Circuito Cultural de Pernambuco é aberto em live com historiadora Mary Del Priore

Começa nesta quarta-feira (9), em live com a historiadora social e escritora carioca Mary Del Priore, o Circuito Cultural de Pernambuco. O evento, pela primeira vez no modelo digital, é uma iniciativa da Companhia Editora de Pernambuco (Cepe) com curadoria da Fundação Gilberto Freyre e se estenderá pelos meses de outubro, novembro e dezembro, com atividades mensais. Até o próximo domingo (13), quando termina a primeira etapa do Circuito, serão realizadas diversas ações por dia entre lives, debates, contação de histórias, oficinas educativas, lançamentos de livros, apresentações artísticas e exibição de filmes. O poeta João Cabral de Melo Neto, que teria completado 100 anos de nascimento em 9 de janeiro de 2020, é o homenageado do evento.
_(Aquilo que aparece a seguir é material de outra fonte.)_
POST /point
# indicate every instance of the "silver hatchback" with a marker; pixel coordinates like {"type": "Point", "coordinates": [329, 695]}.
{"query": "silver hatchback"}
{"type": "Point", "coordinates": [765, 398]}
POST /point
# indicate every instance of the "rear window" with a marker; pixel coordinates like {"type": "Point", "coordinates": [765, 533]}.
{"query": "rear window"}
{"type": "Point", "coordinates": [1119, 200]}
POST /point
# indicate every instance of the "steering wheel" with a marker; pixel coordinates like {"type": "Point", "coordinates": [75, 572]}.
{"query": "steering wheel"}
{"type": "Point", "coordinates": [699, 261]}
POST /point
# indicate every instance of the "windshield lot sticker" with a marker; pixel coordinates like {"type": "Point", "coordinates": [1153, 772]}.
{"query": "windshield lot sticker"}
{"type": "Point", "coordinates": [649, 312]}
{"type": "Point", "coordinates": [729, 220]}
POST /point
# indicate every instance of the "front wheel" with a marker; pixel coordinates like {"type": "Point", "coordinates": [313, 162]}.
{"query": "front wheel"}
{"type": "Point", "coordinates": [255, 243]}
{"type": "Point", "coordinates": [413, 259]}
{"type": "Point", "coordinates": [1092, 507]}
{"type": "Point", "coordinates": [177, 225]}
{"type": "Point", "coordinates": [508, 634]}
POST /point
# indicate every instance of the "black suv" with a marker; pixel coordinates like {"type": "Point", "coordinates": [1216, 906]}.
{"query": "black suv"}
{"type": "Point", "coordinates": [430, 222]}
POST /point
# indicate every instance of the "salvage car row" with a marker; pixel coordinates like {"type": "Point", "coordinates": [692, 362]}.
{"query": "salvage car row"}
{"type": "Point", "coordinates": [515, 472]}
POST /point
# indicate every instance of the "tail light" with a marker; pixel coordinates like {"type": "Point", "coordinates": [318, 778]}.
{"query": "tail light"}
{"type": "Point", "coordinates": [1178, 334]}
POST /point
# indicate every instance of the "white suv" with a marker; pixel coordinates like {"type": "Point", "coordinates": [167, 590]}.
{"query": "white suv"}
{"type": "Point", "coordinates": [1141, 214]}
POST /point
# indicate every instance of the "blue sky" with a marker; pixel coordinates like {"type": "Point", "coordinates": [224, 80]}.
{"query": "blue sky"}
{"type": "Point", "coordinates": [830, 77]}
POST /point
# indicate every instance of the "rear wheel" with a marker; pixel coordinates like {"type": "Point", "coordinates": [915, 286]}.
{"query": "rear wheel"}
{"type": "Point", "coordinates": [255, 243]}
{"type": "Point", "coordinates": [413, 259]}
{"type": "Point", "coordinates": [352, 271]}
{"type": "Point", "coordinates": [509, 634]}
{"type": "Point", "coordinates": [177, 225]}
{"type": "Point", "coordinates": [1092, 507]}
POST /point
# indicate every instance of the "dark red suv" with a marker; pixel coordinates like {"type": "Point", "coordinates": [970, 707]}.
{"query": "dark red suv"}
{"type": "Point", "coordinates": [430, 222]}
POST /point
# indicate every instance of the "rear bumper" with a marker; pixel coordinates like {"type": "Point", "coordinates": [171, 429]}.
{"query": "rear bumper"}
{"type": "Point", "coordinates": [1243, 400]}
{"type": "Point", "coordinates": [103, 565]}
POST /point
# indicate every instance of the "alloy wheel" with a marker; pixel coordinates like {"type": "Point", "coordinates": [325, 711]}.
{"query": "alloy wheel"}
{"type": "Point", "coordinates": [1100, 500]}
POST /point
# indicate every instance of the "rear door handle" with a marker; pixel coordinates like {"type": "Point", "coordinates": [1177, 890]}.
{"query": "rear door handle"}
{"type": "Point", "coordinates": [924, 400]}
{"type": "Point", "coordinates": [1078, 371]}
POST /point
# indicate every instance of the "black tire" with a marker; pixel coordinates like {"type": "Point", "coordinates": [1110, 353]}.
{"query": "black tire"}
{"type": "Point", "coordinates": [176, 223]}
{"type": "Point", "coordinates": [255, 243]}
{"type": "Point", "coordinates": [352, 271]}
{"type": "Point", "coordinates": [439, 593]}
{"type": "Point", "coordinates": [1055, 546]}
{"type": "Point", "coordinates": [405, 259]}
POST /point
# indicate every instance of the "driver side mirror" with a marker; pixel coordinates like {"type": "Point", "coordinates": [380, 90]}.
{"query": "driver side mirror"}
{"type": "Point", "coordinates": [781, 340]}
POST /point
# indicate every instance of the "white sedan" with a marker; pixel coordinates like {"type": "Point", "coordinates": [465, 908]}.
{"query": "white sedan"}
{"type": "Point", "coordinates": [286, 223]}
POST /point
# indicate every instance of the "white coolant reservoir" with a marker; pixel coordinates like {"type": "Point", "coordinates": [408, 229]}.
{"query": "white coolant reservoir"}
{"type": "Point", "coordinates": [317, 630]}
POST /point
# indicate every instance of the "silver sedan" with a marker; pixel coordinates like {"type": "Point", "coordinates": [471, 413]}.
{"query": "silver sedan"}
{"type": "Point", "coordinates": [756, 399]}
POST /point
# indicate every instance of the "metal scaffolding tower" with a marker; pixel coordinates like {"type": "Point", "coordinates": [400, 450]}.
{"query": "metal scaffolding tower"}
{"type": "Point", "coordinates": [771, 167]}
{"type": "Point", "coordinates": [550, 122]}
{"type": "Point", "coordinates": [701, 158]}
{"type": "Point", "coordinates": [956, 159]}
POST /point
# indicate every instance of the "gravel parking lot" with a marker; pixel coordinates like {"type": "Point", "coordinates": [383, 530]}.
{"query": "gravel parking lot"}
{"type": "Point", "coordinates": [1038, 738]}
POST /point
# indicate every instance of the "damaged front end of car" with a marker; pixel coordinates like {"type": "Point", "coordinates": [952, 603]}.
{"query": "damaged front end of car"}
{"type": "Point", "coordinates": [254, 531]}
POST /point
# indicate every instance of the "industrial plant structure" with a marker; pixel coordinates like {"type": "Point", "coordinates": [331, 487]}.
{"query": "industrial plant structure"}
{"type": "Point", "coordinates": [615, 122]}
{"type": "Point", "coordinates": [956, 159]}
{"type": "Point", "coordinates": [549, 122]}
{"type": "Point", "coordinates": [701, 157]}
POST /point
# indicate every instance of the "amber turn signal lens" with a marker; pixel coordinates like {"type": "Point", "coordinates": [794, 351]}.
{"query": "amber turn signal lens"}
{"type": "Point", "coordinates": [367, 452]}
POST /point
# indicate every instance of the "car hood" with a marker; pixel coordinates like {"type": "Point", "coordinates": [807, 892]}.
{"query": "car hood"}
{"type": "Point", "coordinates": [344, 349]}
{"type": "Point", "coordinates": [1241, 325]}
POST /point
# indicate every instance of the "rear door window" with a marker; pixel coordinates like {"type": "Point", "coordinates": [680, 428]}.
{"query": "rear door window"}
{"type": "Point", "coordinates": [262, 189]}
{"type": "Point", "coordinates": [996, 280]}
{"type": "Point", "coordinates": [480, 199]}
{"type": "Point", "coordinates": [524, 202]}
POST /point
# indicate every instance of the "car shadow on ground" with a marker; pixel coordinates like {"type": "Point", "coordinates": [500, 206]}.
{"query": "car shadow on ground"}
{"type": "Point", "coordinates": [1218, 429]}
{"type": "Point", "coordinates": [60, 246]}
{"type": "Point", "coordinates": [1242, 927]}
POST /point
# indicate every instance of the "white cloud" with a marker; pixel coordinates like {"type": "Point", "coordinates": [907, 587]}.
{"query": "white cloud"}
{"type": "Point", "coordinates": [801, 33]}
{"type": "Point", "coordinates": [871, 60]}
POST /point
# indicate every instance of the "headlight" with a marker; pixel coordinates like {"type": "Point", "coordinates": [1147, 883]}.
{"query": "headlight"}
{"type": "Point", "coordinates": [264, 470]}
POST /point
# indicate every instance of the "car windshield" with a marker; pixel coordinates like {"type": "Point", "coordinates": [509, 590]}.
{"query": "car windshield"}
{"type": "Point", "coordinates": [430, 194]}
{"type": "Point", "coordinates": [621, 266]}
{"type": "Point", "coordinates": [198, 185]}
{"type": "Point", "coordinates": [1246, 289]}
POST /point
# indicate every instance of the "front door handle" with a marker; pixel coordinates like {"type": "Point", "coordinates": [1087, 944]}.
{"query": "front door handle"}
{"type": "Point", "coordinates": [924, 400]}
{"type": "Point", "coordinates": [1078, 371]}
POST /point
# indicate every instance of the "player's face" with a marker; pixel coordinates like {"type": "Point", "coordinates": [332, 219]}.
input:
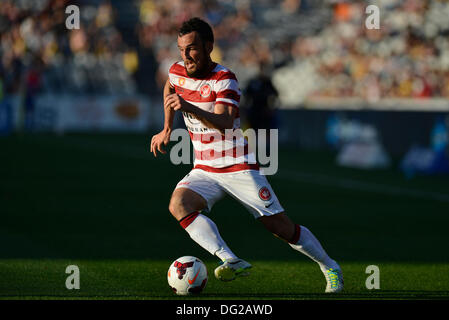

“Mudamos o formato, mas a reflexão sobre o livro e a leitura permanecem em Pernambuco”, afirma o jornalista e presidente da Cepe, Ricardo Leitão. Mais de 20 editoras, livrarias e instituições estão inseridas na programação com atrações próprias. A abertura oficial do Circuito Cultural será às 16h30 e a conversa com Mary Del Priore – História Baseada em Fatos Reais – se inicia às 17h, com mediação do jornalista Fellipe Torres. Autora de 53 livros e detentora de mais de 20 prêmios nacionais (três Jabutis e dois Casa Grande & Senzala) e internacionais, ela vai mostrar como correspondências pessoais revelam as nossas origens.

“Documentos mais íntimos dizem muito sobre a sociedade, a partir desse conteúdo é possível ir tecendo, construindo e contando a história de uma maneira diferente, é como se a pessoa estivesse ouvindo a voz e sentindo as angústias, as alegrias e os pesares de quem escreveu as cartas”, declara a historiadora. Acompanhe a programação, gratuita e para todas as idades, pelo portal do Circuito (www.circuitoculturalpernambuco.com.br) e veja a entrevista concedida pela escritora.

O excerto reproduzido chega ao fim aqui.